Looking at attack frequency, sCCH-patients had a significantly increased monthly attack-burden of 60 (IQR: 69.5) compared to 34 (IQR: 80.0) for the pCCH group (p = 0.049) (Table 2). The duration of each untreated attack was shorter for the sCCH group, 60 minutes (IQR: 80.0), compared to 80 minutes (IQR: 90.0) for the pCCH group (p = 0.041).

pECH-patients had a median of 1.0 bouts yearly (IQR: 1.2) lasting 6.0 weeks (IQR: 6.5), while sECH- patients had a median of 1.3 bouts yearly (IQR: 0.95) (p = 0.055) with a duration of 8.0 weeks (IQR: 9.0) (p = 0.10).
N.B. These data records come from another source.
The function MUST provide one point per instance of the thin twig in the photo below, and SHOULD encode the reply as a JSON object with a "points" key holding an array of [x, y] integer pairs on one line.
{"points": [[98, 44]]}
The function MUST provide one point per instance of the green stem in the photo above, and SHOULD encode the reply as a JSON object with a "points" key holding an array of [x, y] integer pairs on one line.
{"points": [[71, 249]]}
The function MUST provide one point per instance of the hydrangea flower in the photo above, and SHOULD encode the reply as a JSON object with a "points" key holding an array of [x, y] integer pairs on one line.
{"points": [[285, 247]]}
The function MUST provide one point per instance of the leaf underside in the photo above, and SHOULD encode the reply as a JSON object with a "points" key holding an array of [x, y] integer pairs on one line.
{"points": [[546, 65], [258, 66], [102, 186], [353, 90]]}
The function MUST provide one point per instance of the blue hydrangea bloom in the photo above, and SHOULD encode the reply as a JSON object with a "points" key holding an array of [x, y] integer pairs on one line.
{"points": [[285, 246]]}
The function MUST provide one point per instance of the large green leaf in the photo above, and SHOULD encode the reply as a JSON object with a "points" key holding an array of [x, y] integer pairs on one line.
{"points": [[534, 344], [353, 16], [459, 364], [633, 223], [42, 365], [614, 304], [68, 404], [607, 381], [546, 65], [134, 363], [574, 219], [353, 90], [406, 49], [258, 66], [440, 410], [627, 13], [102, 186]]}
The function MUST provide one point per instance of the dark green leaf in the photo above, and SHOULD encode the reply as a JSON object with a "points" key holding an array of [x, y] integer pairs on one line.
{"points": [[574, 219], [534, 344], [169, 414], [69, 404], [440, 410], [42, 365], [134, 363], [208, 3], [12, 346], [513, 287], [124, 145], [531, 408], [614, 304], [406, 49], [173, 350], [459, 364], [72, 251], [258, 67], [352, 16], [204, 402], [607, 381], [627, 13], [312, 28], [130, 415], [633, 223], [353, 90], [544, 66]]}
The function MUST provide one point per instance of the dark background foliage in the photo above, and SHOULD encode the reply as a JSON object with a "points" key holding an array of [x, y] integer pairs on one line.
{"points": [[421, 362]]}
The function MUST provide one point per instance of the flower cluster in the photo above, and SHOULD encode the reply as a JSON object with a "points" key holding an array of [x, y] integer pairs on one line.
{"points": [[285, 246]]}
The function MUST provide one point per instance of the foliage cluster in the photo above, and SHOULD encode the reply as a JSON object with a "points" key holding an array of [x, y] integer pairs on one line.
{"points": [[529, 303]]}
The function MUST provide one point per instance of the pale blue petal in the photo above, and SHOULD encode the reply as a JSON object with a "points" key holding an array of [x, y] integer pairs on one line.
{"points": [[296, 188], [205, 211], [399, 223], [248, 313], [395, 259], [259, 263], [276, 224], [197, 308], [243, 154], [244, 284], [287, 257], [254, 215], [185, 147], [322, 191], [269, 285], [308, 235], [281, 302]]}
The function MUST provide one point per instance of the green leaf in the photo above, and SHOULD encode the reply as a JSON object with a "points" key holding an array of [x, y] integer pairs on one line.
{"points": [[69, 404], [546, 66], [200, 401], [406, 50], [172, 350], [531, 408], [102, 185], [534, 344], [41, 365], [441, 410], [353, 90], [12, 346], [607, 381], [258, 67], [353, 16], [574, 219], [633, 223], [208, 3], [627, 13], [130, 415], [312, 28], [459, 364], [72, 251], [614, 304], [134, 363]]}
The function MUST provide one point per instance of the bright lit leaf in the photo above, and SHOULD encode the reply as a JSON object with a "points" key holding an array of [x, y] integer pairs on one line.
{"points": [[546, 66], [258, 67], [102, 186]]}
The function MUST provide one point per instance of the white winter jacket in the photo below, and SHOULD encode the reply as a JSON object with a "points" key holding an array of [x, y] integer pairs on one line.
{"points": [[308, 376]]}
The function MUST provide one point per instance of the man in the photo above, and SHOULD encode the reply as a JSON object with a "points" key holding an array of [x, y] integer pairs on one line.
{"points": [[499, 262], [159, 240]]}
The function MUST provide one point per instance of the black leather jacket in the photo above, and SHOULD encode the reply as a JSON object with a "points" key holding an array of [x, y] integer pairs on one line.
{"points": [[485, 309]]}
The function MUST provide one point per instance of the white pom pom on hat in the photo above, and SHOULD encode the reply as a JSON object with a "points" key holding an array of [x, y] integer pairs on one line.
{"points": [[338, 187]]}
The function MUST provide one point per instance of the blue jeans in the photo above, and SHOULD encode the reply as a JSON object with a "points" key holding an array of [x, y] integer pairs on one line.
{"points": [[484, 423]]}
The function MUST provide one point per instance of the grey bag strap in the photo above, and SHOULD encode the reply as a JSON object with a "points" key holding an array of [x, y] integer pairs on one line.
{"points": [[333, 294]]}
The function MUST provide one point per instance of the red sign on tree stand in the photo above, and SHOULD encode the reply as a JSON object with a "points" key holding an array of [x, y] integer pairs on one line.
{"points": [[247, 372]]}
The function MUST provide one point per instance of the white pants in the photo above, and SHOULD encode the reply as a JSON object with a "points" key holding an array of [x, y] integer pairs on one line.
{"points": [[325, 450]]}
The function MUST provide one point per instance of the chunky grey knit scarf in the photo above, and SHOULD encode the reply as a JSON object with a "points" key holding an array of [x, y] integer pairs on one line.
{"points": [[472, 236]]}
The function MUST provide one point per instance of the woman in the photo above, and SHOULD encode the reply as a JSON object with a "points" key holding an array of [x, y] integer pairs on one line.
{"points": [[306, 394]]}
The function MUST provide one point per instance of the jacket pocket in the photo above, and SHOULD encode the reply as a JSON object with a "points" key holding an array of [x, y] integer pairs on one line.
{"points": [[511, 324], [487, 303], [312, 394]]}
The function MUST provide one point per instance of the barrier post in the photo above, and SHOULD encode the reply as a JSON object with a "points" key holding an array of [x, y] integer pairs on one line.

Both the pECH and sECH group reported a median of two attacks (IQR: 2.0, p = 0.53) daily with an untreated duration of 90 minutes (IQR:16.5) and 75 minutes (IQR: 80.0) respectively (p = 0.73). The remission period in between bouts was significantly shorter, six months (IQR: 7.5), for the sECH group in comparison to 11 months (IQR: 16.5) for the pECH group (p = 0.009).

Treatment response

Regarding response to abortive treatment, we observed no significant differences between the primary and secondary chronic patients; equal for both groups, there were more responders than non-responders to abortive therapy, but only 39.4% pCCH and 37.1% sCCH patients obtained complete freedom of pain (p = 0.73).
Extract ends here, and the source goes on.